Your right I did miss the AOP slots's bit, needed more coffee before that sunk in. Going to FJAG point is this status quo really helpful to the Naval Reserve and is there a better way?


----------



## Stoker (31 May 2020)

FJAG said:
			
		

> You see that's where the Navy (and the Forces as a whole) are missing the point on reserve service.
> 
> If we have 6 RCN AOPS with ten reserve positions each to be manned in perpetuity in 2 year rotations, then the Navy has just essentially added 60 continuing full-time positions to its Reg F establishment but funded it out of the Res F budget to the detriment of the development of the reserve's surge capability for emergencies.
> 
> ...



I honestly don't think the reserves is going to be able to fill all of these positions and really the positions are not critical to the operation of AOPS. End of the day I believe that if you are a hard sea trade you should be going to sea at some point in your career. There is benefit of taking a 2 year contract if at the end of that period of service you are expected back to the unit. If not you have the opportunity of CTing.


----------



## MilEME09 (31 May 2020)

Could we expand Federal fleet services, or for example have AOPS mixed RCN and coast guard crews? 

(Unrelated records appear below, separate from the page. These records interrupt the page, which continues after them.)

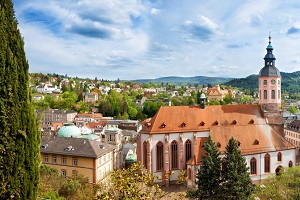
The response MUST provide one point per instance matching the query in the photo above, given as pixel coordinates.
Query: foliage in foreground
(222, 179)
(132, 183)
(286, 185)
(19, 133)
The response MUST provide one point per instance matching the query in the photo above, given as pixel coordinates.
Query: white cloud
(132, 39)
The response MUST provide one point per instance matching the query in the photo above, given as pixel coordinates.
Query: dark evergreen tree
(237, 183)
(208, 176)
(19, 135)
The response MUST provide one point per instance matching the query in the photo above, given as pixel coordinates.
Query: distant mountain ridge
(176, 80)
(290, 81)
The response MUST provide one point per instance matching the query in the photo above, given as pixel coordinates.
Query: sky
(141, 39)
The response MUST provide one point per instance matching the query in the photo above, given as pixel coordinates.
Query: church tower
(269, 85)
(269, 81)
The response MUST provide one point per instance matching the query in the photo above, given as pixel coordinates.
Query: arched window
(145, 154)
(174, 155)
(265, 94)
(279, 157)
(260, 94)
(159, 156)
(189, 173)
(253, 166)
(267, 163)
(273, 94)
(188, 150)
(291, 163)
(265, 82)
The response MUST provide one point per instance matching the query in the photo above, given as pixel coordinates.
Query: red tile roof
(243, 122)
(197, 119)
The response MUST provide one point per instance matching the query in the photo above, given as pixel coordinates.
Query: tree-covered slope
(175, 80)
(19, 133)
(290, 82)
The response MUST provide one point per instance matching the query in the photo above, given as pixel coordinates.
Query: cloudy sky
(137, 39)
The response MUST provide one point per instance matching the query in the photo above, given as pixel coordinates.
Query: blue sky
(137, 39)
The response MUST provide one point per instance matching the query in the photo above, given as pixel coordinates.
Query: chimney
(202, 101)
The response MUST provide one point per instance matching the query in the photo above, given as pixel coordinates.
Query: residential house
(52, 116)
(215, 93)
(74, 156)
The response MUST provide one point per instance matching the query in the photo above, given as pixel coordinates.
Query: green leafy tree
(293, 110)
(19, 135)
(213, 102)
(283, 186)
(228, 98)
(150, 107)
(236, 181)
(132, 183)
(208, 176)
(69, 94)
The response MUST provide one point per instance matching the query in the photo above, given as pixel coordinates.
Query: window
(188, 150)
(265, 94)
(63, 161)
(160, 156)
(75, 162)
(74, 173)
(189, 173)
(64, 173)
(260, 94)
(279, 157)
(267, 163)
(45, 158)
(253, 166)
(273, 94)
(145, 154)
(54, 159)
(174, 155)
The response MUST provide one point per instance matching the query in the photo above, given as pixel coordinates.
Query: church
(173, 140)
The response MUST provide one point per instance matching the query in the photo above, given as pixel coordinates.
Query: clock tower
(269, 85)
(269, 81)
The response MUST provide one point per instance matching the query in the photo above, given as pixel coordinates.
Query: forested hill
(290, 82)
(175, 80)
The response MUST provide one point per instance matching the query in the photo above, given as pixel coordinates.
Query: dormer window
(215, 123)
(265, 82)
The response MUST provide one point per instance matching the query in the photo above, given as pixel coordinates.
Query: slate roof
(269, 71)
(74, 147)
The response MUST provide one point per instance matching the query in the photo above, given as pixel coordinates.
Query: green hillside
(175, 80)
(290, 82)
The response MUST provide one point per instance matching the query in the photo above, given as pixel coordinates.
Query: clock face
(273, 81)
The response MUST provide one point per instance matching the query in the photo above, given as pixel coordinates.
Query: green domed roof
(69, 130)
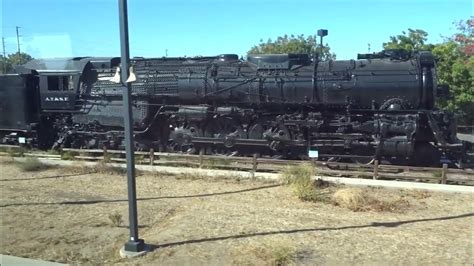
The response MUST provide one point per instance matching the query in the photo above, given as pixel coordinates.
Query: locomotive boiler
(282, 105)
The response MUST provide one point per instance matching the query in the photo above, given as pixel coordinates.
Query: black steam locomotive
(286, 105)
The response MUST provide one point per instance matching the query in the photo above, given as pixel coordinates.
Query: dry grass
(276, 252)
(102, 167)
(419, 194)
(357, 199)
(69, 155)
(300, 177)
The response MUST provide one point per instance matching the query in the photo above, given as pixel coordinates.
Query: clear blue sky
(60, 28)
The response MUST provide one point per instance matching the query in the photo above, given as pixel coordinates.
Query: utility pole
(18, 44)
(134, 246)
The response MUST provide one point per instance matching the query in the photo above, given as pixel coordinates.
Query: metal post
(376, 169)
(4, 63)
(18, 44)
(444, 173)
(134, 244)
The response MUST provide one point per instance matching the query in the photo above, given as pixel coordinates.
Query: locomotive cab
(59, 81)
(58, 91)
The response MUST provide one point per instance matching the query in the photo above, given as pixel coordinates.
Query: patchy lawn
(73, 216)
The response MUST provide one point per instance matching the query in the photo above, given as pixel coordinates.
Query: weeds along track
(442, 175)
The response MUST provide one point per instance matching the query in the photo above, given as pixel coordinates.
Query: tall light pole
(4, 60)
(321, 34)
(134, 245)
(18, 44)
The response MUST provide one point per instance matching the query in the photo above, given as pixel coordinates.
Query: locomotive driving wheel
(180, 138)
(226, 129)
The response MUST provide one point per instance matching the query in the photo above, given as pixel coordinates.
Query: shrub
(31, 164)
(356, 199)
(300, 177)
(116, 219)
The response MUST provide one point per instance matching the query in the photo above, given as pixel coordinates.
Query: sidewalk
(6, 260)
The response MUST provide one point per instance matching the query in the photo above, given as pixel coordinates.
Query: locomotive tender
(287, 105)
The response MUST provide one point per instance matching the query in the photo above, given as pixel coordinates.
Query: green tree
(8, 63)
(291, 44)
(413, 40)
(455, 65)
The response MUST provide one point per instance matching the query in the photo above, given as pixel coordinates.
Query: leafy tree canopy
(8, 63)
(291, 44)
(455, 64)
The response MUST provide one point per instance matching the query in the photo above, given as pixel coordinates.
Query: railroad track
(375, 170)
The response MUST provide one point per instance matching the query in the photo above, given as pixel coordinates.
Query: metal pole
(4, 61)
(18, 44)
(321, 47)
(134, 244)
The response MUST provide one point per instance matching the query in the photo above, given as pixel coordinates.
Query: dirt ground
(64, 215)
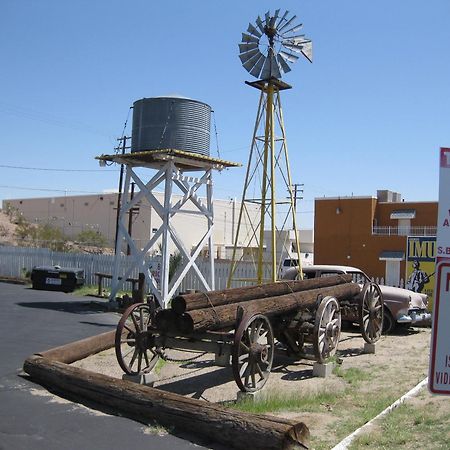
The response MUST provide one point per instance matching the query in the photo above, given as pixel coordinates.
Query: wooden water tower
(170, 138)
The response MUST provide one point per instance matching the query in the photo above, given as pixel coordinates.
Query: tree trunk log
(215, 318)
(232, 428)
(200, 300)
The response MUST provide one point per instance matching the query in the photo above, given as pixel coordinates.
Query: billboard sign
(439, 373)
(420, 264)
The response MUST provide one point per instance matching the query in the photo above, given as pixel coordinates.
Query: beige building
(73, 214)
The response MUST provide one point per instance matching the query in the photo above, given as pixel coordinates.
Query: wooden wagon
(302, 318)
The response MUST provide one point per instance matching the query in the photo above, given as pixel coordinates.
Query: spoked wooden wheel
(371, 313)
(135, 348)
(327, 329)
(252, 353)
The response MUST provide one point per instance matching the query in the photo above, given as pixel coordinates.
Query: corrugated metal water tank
(171, 122)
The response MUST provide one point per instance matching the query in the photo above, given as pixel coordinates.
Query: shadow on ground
(195, 439)
(76, 307)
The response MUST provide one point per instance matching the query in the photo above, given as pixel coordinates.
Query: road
(31, 417)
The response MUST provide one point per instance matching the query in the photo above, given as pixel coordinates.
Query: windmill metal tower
(266, 50)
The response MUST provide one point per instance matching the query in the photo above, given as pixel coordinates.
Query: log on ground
(216, 318)
(232, 428)
(200, 300)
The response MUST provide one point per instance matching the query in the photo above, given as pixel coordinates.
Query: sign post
(439, 373)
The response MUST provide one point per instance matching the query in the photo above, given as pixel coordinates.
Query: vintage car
(401, 306)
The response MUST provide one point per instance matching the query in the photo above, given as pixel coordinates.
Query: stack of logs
(216, 310)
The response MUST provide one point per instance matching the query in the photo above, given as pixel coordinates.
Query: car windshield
(359, 277)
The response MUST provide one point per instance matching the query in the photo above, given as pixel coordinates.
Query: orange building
(370, 232)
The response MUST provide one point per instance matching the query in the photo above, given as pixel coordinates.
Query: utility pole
(296, 191)
(119, 195)
(131, 213)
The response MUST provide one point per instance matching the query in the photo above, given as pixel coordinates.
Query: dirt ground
(399, 363)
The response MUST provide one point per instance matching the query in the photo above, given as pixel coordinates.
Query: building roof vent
(389, 196)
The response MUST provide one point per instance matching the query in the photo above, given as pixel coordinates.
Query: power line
(55, 170)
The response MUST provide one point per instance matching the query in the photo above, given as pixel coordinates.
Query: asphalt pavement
(30, 417)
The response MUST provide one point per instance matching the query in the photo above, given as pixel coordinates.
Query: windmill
(267, 50)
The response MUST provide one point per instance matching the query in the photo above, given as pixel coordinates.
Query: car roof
(324, 267)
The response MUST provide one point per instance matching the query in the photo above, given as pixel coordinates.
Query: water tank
(171, 122)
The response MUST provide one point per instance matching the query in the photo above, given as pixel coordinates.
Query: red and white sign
(443, 225)
(439, 374)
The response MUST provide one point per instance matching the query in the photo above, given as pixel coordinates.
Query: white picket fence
(15, 261)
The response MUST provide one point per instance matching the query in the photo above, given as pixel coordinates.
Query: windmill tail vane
(269, 47)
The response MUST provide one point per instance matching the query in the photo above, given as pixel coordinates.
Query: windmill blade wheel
(252, 354)
(371, 313)
(327, 329)
(134, 342)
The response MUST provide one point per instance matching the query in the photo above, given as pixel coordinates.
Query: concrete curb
(343, 445)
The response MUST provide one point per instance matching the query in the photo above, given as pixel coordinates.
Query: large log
(200, 300)
(216, 318)
(233, 428)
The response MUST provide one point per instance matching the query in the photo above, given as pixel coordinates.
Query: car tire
(388, 322)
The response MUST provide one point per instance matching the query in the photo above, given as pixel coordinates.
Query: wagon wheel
(371, 313)
(134, 342)
(252, 353)
(327, 329)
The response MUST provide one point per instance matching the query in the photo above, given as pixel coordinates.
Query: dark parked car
(401, 306)
(56, 278)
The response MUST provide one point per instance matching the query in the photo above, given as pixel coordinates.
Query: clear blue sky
(370, 113)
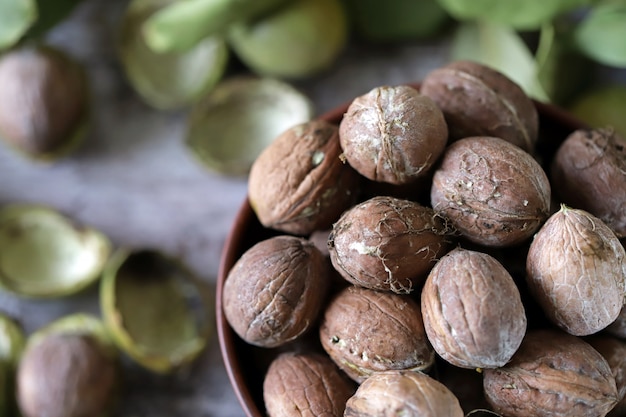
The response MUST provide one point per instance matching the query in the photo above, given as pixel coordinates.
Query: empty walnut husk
(155, 309)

FFS would allow us to fill in where the reserves can't on non combat ships, and for training.

AOPS I use as an example because the coast guard is getting two now.


----------



## FJAG (31 May 2020)

Chief Engineer said:
			
		

> I honestly don't think the reserves is going to be able to fill all of these positions and really the positions are not critical to the operation of AOPS. End of the day I believe that if you are a hard sea trade you should be going to sea at some point in your career. There is benefit of taking a 2 year contract if at the end of that period of service you are expected back to the unit. If not you have the opportunity of CTing.



I appreciate the possibility that the positions might not be filled, but the intent to expand the full-time force with reservists on a continuing basis is there.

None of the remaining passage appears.